Both printers are 13" wide and are capable of using rolls and long sheets of paper. Both can print borderless and can use custom paper. This leaves you with a wide choice of
This is where we start to see the real differences between the R2000 and R3000. The Epson R2000 seems focused on more brilliant and punchy color. This makes sense as it is optimized for glossy and satin/luster papers. The red and orange inks help push color saturation. If prints come out a little too punchy for your tastes the fix is as simple as a little desaturation in Photoshop.
The Epson R3000 on the other hand provides very subtle "real world" hues and tones. You might think of the R3000 as developed more for the portrait and fine art printing market. With some work in Photoshop you can certainly ramp up the saturation of prints if the punchy look is desired.
Black & White
Owing to the fact that the R3000 offers the Advanced Black & White (ABW) system, which mixes three different kinds of black inks to create the final image, you stand to get much smoother mid-tones and transitions from light to dark with the R3000. Unlike the R3000, the R2000, black & white printing is not a feature specifically factored into its design. Consequently, the printer has a much tougher time in matching the exact black & white look you’re intending.
While we’re on the subject of Black & white, its important to note that the R3000 while providing superior B&W images, does need to switch up its black inks for the different types of paper being used. This makes sense, as the printer optimizes itself for the paper being used, but it is worth mentioning that with the R3000, you do experience a certain amount of down time when switching mediums.
If making glossy prints is important to you, the R2000 has a definite advantage over the 3000, in that it contains a dedicated Gloss Optimizer cartridge, which is used to improve print quality on glossy and satin/luster media. The R3000 does a great job here too, but it won’t hold up as well as the R2000 on really high gloss paper.

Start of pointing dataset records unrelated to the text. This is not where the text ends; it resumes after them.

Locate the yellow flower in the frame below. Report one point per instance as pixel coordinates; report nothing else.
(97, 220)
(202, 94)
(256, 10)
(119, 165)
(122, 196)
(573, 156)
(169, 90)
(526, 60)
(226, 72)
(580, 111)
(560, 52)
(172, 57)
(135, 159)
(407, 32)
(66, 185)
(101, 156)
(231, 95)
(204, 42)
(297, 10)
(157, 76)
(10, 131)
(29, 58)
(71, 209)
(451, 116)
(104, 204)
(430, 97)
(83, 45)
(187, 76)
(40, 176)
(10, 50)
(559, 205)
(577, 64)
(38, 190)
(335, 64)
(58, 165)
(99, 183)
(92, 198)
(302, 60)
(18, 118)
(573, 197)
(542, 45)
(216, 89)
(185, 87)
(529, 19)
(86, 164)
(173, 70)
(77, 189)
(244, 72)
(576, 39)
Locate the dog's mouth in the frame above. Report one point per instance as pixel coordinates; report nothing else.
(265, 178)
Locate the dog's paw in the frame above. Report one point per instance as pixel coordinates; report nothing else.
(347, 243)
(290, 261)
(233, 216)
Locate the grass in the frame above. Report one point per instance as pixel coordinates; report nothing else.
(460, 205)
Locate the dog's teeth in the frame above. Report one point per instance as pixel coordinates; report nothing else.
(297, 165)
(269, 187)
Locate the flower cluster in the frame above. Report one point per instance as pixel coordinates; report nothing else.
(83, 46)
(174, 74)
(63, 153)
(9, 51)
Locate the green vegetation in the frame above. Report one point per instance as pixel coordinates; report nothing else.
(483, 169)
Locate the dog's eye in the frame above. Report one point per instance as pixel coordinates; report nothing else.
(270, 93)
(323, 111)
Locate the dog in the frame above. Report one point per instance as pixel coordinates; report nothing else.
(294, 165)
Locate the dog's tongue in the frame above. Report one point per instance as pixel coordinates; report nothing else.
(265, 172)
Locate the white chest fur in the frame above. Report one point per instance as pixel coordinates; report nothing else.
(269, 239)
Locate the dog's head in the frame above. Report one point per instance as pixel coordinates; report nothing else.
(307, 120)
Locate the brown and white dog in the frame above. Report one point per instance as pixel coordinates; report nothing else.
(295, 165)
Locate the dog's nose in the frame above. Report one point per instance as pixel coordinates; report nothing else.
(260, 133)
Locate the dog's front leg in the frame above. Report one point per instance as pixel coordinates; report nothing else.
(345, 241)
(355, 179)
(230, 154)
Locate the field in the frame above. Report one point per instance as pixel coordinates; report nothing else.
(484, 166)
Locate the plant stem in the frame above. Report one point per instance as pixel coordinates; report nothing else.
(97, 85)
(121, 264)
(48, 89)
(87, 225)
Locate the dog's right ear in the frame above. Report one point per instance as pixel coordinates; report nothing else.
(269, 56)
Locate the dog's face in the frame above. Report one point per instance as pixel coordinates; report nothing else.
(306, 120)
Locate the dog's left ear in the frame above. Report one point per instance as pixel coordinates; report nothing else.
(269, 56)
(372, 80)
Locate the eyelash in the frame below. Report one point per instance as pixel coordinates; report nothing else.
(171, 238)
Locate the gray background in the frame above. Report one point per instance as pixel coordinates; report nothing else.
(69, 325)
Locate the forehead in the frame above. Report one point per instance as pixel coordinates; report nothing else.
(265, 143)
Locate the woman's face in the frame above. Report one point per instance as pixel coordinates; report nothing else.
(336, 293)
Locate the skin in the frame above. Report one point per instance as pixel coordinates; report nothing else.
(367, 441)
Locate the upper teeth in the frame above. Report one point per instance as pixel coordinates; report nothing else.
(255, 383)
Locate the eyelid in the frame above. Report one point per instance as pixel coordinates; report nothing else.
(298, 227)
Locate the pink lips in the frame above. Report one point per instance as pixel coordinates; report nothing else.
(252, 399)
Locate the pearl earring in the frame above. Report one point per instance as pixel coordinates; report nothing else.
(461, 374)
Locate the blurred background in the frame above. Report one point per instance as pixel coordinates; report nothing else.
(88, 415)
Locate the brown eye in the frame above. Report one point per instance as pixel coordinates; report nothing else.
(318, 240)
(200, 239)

In essence, both printers offer superior printing options for making home made prints at very large sizes. The main differences boil down to what you see yourself printing. The R3000 is great for Black & Whites and realistic color reproduction. The R2000 on the other hand is optimized for glossy prints and punchy colors. Either way, both make great printers and both make great tools to help you achieve a specialized result if you so need.